[RLlib] How to access the environment of 'remote worker environments'?

Hello,

My training setup consists of 1 worker with multiple remote environments but I am having trouble with accessing the environment. Following the curriculum example on docs(dot)ray(dot)io, remote vector environments do not have a ‘env’ attribute directly. As far as I can tell, remote vector environments are grouped together as a list per worker. There is a function ‘get_unwrapped()’ in the BaseEnv class but that is not implemented for the remote environments. I tried accessing the ‘env’ attribute directly but the remote aspect of actors complicate things (at least for me).

Please see a simple reproduction script with the following error.

import ray, gym
from ray import tune
from ray.rllib.agents.ppo import DEFAULT_CONFIG as PPO_DEFAULT_CONFIG, PPOTrainer, PPOTFPolicy
from ray.rllib.agents.callbacks import DefaultCallbacks

class MyEnv(gym.Env):
    def __init__(self, env_config):
        self.action_space = gym.spaces.Box(0, 1, shape=(1,))
        self.observation_space = gym.spaces.Box(0, 1, shape=(2,))
        self.phase = 1
    def reset(self):
        self.steps = 0
        return self.observation_space.sample()
    def step(self, action):
        self.steps += 1
        return self.observation_space.sample(), 0, self.steps > 10, {}
    def set_phase(self, phase):
        print("Phase set: {}".format(phase))
        self.phase = phase

class MyCallbacks(DefaultCallbacks):
    def on_train_result(self, **kwargs):
        """ Curriculum learning as seen in Ray docs """
        result = kwargs["result"]
        if result["episode_reward_mean"] > 200:
            phase = 0
        else:
            phase = 1
        trainer = kwargs["trainer"]

        trainer.workers.foreach_worker(
            lambda ev: ev.foreach_env(
                lambda env: env.set_phase(phase))) # Problem when remote_worker_envs = True

config = PPO_DEFAULT_CONFIG.copy()
config["env"] = MyEnv
config["num_workers"] = 0
config["num_envs_per_worker"] = 2
config["remote_worker_envs"] = True # Culprit
config["callbacks"] = MyCallbacks

ray.init(num_gpus=1)
ray.tune.run(
    PPOTrainer,
    config=config,
)

AttributeError: 'RemoteVectorEnv' object has no attribute 'set_phase'
Instead, remote_worker_envs = False runs fine.

I tried accessing the env via the actors by:

    def on_train_result(self, **kwargs):
        """ Curriculum learning as seen in Ray docs """
        result = kwargs["result"]
        if result["episode_reward_mean"] > 200:
            phase = 0
        else:
            phase = 1
        trainer = kwargs["trainer"]

        def update_phase(env):
            for actor in env.actors:
                actor.env.set_phase(phase)

        trainer.workers.foreach_worker(
            lambda ev: ev.foreach_env(
                lambda env: update_phase(env)))

But this gives the following error:
AttributeError: 'ActorHandle' object has no attribute 'env'

The question is again: how do you access the individual environments?

Thanks in advance

I am having the same question.
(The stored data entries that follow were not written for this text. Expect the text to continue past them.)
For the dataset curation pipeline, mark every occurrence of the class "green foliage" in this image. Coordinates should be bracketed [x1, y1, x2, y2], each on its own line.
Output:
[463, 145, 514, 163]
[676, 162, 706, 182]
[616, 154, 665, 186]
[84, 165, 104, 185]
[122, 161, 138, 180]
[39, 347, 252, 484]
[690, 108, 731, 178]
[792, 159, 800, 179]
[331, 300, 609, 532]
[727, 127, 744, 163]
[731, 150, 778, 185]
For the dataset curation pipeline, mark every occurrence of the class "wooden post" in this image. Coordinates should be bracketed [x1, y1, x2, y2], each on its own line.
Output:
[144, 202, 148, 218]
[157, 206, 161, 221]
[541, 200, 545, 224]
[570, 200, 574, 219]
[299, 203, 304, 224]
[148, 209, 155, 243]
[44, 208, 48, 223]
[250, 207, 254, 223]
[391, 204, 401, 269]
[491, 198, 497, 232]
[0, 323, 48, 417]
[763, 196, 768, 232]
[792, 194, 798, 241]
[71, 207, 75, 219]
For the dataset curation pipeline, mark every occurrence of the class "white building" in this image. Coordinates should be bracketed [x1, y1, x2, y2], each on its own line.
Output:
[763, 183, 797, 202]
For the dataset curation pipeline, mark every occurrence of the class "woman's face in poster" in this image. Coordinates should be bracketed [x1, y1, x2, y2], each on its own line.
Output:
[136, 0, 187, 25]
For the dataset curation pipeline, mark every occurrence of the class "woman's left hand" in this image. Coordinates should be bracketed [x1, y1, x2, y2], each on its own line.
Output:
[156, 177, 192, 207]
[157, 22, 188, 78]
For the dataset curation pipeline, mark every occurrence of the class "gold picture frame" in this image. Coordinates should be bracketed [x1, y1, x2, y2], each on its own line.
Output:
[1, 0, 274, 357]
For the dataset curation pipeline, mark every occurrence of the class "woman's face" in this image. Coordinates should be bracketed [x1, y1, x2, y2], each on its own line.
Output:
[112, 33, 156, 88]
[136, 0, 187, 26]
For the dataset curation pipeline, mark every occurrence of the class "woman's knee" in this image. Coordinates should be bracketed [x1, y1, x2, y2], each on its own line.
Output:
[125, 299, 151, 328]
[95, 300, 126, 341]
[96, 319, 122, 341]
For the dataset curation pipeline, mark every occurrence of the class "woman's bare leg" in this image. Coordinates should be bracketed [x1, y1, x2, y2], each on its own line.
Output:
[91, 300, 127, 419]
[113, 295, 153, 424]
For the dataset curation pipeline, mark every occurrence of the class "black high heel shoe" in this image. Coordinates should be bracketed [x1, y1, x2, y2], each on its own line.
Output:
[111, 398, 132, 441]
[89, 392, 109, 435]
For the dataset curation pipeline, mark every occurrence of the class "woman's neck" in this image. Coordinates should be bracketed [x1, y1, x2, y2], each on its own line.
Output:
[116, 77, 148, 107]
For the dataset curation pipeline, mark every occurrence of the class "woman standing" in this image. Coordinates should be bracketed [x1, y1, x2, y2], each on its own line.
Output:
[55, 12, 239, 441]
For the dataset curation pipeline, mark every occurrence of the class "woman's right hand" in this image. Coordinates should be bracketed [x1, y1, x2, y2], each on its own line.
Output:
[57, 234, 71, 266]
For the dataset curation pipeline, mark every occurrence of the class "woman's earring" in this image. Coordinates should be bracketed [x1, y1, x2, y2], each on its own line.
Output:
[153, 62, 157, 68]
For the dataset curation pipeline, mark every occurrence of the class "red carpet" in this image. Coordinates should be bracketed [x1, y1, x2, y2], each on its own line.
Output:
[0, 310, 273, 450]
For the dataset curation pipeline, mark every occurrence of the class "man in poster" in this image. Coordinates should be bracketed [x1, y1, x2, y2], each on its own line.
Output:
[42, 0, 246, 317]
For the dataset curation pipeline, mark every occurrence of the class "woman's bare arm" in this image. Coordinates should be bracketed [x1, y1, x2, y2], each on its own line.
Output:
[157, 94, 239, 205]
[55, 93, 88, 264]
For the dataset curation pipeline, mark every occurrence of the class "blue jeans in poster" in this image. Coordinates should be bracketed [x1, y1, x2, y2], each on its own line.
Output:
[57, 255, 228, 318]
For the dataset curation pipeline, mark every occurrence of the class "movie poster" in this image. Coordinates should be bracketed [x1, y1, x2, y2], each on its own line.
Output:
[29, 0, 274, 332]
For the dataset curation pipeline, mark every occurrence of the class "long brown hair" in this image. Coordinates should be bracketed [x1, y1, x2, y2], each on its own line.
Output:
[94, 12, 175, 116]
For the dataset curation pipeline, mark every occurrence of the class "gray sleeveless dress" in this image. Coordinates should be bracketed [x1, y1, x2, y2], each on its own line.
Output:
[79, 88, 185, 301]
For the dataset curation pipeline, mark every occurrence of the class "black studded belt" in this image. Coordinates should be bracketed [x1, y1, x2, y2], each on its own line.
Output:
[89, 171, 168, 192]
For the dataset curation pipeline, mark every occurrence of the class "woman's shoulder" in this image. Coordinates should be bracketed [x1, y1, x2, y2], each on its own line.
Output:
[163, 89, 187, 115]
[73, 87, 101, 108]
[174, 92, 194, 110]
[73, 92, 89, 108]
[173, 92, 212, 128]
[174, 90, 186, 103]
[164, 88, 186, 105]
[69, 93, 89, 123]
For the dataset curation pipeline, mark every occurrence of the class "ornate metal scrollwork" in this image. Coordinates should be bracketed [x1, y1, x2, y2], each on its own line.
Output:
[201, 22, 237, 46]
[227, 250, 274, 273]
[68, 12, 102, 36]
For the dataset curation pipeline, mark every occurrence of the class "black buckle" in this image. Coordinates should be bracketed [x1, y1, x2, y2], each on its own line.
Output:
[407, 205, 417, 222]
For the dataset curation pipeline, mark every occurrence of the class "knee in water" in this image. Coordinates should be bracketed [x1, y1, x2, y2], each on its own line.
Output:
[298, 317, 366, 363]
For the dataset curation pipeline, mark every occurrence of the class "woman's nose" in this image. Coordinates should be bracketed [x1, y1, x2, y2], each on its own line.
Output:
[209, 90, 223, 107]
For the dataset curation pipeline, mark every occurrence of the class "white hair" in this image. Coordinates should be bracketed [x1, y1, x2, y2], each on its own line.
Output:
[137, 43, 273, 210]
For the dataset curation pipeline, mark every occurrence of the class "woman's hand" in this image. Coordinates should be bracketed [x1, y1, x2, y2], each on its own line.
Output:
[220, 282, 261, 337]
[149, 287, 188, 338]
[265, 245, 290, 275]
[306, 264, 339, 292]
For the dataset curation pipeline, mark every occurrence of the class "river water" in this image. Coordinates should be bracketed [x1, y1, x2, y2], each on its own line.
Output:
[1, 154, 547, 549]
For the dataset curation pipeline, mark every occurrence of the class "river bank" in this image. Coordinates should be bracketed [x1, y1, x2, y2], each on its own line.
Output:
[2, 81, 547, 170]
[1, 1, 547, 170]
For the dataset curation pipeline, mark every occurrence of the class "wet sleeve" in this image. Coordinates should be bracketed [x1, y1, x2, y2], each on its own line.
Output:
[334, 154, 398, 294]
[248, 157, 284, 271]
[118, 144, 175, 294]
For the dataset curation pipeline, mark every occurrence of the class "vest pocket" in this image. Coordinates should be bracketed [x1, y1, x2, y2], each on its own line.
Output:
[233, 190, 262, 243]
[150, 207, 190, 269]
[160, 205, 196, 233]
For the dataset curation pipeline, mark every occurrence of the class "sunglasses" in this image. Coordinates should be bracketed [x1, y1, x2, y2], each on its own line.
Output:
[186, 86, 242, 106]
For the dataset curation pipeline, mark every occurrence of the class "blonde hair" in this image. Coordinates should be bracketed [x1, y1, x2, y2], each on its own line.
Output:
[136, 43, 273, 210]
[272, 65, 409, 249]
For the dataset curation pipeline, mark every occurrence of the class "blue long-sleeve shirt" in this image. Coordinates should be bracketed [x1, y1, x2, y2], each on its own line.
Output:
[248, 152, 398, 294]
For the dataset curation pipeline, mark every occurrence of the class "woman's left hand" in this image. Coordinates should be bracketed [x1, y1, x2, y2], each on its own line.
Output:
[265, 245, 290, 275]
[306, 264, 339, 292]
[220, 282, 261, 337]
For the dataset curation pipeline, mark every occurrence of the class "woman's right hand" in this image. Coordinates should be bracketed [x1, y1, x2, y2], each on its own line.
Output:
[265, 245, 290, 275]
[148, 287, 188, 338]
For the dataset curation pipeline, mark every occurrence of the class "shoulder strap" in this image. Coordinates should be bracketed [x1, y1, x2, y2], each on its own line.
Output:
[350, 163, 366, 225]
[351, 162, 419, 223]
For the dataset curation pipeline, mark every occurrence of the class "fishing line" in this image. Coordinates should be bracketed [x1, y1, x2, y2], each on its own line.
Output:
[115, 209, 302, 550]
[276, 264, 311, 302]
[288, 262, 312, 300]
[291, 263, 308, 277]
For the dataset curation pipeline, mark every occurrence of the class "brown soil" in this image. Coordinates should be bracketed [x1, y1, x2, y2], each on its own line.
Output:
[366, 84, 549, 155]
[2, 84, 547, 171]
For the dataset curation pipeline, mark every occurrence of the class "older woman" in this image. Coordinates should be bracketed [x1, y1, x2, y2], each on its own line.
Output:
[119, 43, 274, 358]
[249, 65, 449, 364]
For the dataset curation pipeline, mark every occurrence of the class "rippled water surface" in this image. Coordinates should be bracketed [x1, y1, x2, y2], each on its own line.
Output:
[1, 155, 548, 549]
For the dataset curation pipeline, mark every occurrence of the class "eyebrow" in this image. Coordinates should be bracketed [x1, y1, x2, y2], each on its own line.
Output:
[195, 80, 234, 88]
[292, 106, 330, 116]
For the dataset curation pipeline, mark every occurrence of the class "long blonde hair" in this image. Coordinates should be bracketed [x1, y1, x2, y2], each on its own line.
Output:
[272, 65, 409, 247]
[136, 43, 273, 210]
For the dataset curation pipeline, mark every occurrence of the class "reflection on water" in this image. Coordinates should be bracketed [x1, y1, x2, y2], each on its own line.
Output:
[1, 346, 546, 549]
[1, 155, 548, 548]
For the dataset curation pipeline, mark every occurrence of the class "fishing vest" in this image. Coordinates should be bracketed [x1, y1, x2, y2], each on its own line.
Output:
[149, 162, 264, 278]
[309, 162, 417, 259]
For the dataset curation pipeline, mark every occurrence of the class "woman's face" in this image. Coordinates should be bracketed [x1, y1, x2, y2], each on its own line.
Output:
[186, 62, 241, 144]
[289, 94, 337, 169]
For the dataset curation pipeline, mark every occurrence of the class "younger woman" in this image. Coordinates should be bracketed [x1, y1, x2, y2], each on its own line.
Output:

I need to acess each environment of the remote workers after n ammount of episodes for debugging resons. Meaning, I need to manipulate the environment classes directly.
Is this somehow possible?

Sadly I did not make any progress on this but I’m still interested in hearing if anyone does.

Hey @zalador @SebastianBo1995 , I created a PR to fix this limitation. Could you take a look here?

There is also an example script that verifies it’s working with RLlib’s set_task API (similar to your set_phase method, which should also work, of course).

1 Like

Hi,
I am unable to test this for the foreseeable future. Thank you for the fix, hopefully someone else can verify.